第三層はT-RMATである。食薬署と医薬品査験中心は2026年3月にT-RMATを公告し、これを加速指導メカニズムと位置づけた。その目的は、条件を満たす再生医療製剤の業者が正式な申請提出前から審査側と科学的コンセンサスを構築し、臨床、CMC(化学・製造・品質管理)、毒性、統計などの資料の方向性を、最初から審査基準とすり合わせられるようにすることである。予定されている指導モデルには、両機関との二週間に一度の双方向コミュニケーション、ローリング審査、書面による審査意見、そして条件が一致して維持される限り前段階のコンサルテーション結論がその後の申請提出に対して拘束力を持つこと、が含まれる。業者が最終的に附款許可またはBLA(生物製剤上市申請)を提出することを選択した場合、目標審査期間は120日に短縮でき、IND(臨床試験申請)は15日が目標となる。これらの数字は所管機関が対外的に説明した目標審査期間であり、実際の申請提出の結果は依然として個別案件の資料の完全性による。
実務上T-RMATに入るには、以下のような類型の案件が優先的に支援される。すでに食薬署または医薬品査験中心の既存の指針・コンサルテーション方案に組み込まれた再生医療製剤、2026年から2027年にBLA(附款許可を含む)の申請を計画している製品、エクソソームまたは細胞外小胞(exosome/EV)のfirst-in-human試験、そして公衆衛生上の価値と高度の臨床的緊急性を有する再生医療製品である。

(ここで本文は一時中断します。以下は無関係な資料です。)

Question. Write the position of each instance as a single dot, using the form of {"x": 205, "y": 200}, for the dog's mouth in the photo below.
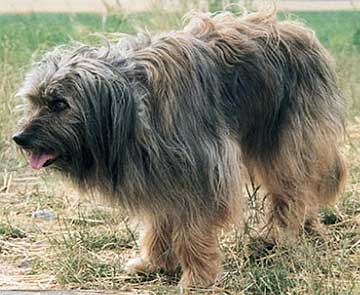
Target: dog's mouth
{"x": 40, "y": 160}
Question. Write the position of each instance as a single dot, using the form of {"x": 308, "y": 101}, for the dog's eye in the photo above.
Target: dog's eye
{"x": 58, "y": 105}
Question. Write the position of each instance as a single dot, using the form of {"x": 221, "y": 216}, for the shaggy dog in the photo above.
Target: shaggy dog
{"x": 166, "y": 126}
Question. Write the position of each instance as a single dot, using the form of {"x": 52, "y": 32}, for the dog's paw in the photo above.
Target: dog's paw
{"x": 138, "y": 265}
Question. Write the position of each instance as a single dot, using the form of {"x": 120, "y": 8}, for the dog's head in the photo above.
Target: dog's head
{"x": 80, "y": 113}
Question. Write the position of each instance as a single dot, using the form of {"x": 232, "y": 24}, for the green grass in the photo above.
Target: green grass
{"x": 86, "y": 247}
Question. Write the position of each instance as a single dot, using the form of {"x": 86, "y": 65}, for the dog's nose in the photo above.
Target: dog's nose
{"x": 19, "y": 138}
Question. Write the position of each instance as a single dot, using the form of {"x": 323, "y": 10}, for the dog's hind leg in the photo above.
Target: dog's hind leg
{"x": 155, "y": 244}
{"x": 328, "y": 185}
{"x": 196, "y": 247}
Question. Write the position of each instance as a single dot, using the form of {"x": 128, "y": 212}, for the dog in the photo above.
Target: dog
{"x": 167, "y": 125}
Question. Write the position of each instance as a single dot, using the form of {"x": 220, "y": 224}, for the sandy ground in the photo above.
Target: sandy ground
{"x": 100, "y": 6}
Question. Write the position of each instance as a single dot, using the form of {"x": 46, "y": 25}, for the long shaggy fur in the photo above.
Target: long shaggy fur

三層を一緒に置けば、見えてくるのは三つの独立したツールではなく、「科学コンサルテーション段階でのすり合わせ → 附款許可の門閾の明確化 → 上市後の検証と安全性監視の接続」という連続的な設計である。
台湾を国際的な加速ルートの地図に戻す
このルートをグローバルな座標系の中に置けば、それは孤立した例ではない。米国FDAのRMAT designation(Regenerative Medicine Advanced Therapy)は2016年の《21st Century Cures Act》可決後から運用が始まった。FDAの2025年9月30日時点の累計資料によれば、CBERは合計388件のRMAT designation requestsを受理し、うち193件がgranted、165件がdenied、14件がwithdrawnである。これらの数字は一つのことを物語っている。RMATは少数の個別案件ではなく、米国の再生医療審査制度においてすでに相当の実務経験を蓄積した加速ルートなのである。EUのEMAは同年PRIME(PRIority MEdicines)を打ち出し、CHMP/CATが早期にrapporteurを指名し、科学コンサルテーション、プロトコル支援から加速評価までの接続サービスを提供している。2024年には合計58件の申請を受理し、15件のdesignationを付与した。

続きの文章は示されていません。